Una reunión marcada por la ausencia
La historia arranca con un viaje. Tres hermanas, interpretadas por Cecilia Freire, Marta Nieto y Amaia Lizarralde, se reencuentran en la isla de Ítaca tras la muerte de su madre, Alicia, profesora de griego clásico que años atrás decidió dejarlo todo y empezar de nuevo allí.
Lo que parecía un encuentro inevitablemente atravesado por la pérdida se convierte en un espacio para revisar el pasado, enfrentar silencios y preguntarse cómo seguir adelante cuando ya no hay respuestas claras.
La familia como territorio complejo
Lejos de idealizaciones, Tres noches en Ítaca retrata la familia como un organismo contradictorio e imperfecto. El amor convive con el reproche, y el cuidado adopta formas que no siempre sabemos identificar. La obra habla de aquello que no se dijo a tiempo y de cómo el duelo obliga a reformular las relaciones, incluso cuando el daño ya está hecho.
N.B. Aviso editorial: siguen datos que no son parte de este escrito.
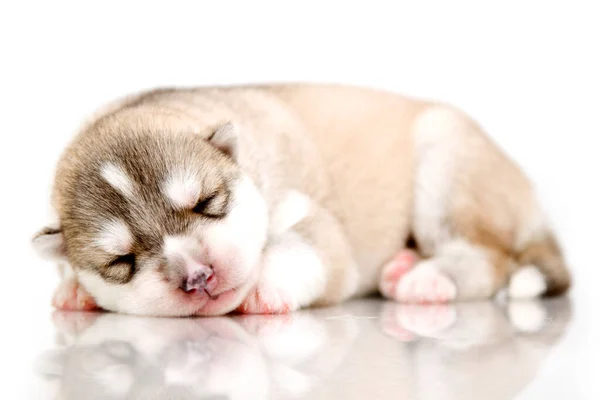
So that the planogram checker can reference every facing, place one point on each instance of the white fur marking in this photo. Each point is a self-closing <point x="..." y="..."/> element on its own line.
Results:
<point x="115" y="238"/>
<point x="291" y="209"/>
<point x="118" y="179"/>
<point x="182" y="188"/>
<point x="527" y="316"/>
<point x="527" y="283"/>
<point x="437" y="134"/>
<point x="293" y="268"/>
Entre Homero y lo cotidiano
El texto de Alberto Conejero se mueve en un delicado equilibrio entre lo poético y lo prosaico, entre Homero y el papeleo administrativo, entre el dolor y la torpeza cotidiana. Ítaca no aparece como un destino heroico, sino como un gesto íntimo: detenerse, escuchar el silencio y atender a lo que aún puede nombrarse. La memoria y lo cotidiano se entrelazan para construir una tragicomedia que transita entre el duelo y una risa inesperada.
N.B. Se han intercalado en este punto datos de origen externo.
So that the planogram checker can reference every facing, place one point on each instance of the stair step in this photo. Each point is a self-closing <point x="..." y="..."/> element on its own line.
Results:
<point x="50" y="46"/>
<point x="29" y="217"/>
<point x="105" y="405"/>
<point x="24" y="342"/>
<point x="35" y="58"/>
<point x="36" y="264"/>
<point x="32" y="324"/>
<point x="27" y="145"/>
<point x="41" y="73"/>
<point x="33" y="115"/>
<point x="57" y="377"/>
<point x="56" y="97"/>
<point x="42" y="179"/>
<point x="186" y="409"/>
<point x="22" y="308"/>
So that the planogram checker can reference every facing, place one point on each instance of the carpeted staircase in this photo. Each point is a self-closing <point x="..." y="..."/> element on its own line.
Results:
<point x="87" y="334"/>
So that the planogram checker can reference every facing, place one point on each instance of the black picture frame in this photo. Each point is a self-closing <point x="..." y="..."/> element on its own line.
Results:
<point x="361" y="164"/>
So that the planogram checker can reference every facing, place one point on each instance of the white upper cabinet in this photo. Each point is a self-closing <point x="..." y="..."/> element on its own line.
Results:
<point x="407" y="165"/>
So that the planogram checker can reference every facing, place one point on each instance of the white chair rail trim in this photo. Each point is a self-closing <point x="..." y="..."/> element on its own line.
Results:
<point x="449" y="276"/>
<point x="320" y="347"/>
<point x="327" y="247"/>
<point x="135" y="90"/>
Una mirada bondadosa hacia quienes nos precedieron
Para María Goiricelaya, la obra propone reconocer a madres y padres como personas completas, con deseos, contradicciones y sueños propios. En escena, las tres hermanas se ven obligadas a recomponer su constelación familiar, a atravesar la ausencia y a reconciliarse con aquello que las constituye. Un proceso de renacer complejo, marcado por el perdón, el autoconocimiento y la necesidad de permanecer juntas frente a lo irreparable.
Nombrar los silencios
Conejero define la pieza como una oportunidad para dar nombre a los silencios que atraviesan nuestras vidas. “El silencio es elocuente y todos arrastramos cicatrices de silencio, pero también creo que siempre estamos a tiempo de nombrar”, afirma el dramaturgo. El teatro se convierte así en un espacio donde incluso los ausentes pueden volver a estar presentes, ofreciendo una nueva oportunidad de comprensión.
Parar frente a la velocidad del mundo
En un contexto que exige rapidez, eficacia y éxito, Tres noches en Ítaca propone justo lo contrario: parar, escuchar y fracasar juntos. No busca consolar, sino ofrecer algo más frágil y necesario: la posibilidad de cuidarnos mientras atravesamos la herida. Una obra que invita a mirar la vida como Ítaca: punto de partida y de llegada, puerto y travesía, un lugar desde el que preguntarnos qué hemos hecho con nuestro viaje.
Producción y funciones
La obra es una producción de NAVE 10 Matadero y Octubre Producciones y podrá verse del 6 de febrero al 8 de marzo en la sala Max Aub de Nave 10 Matadero, consolidando este espacio como uno de los referentes de la dramaturgia contemporánea en Madrid.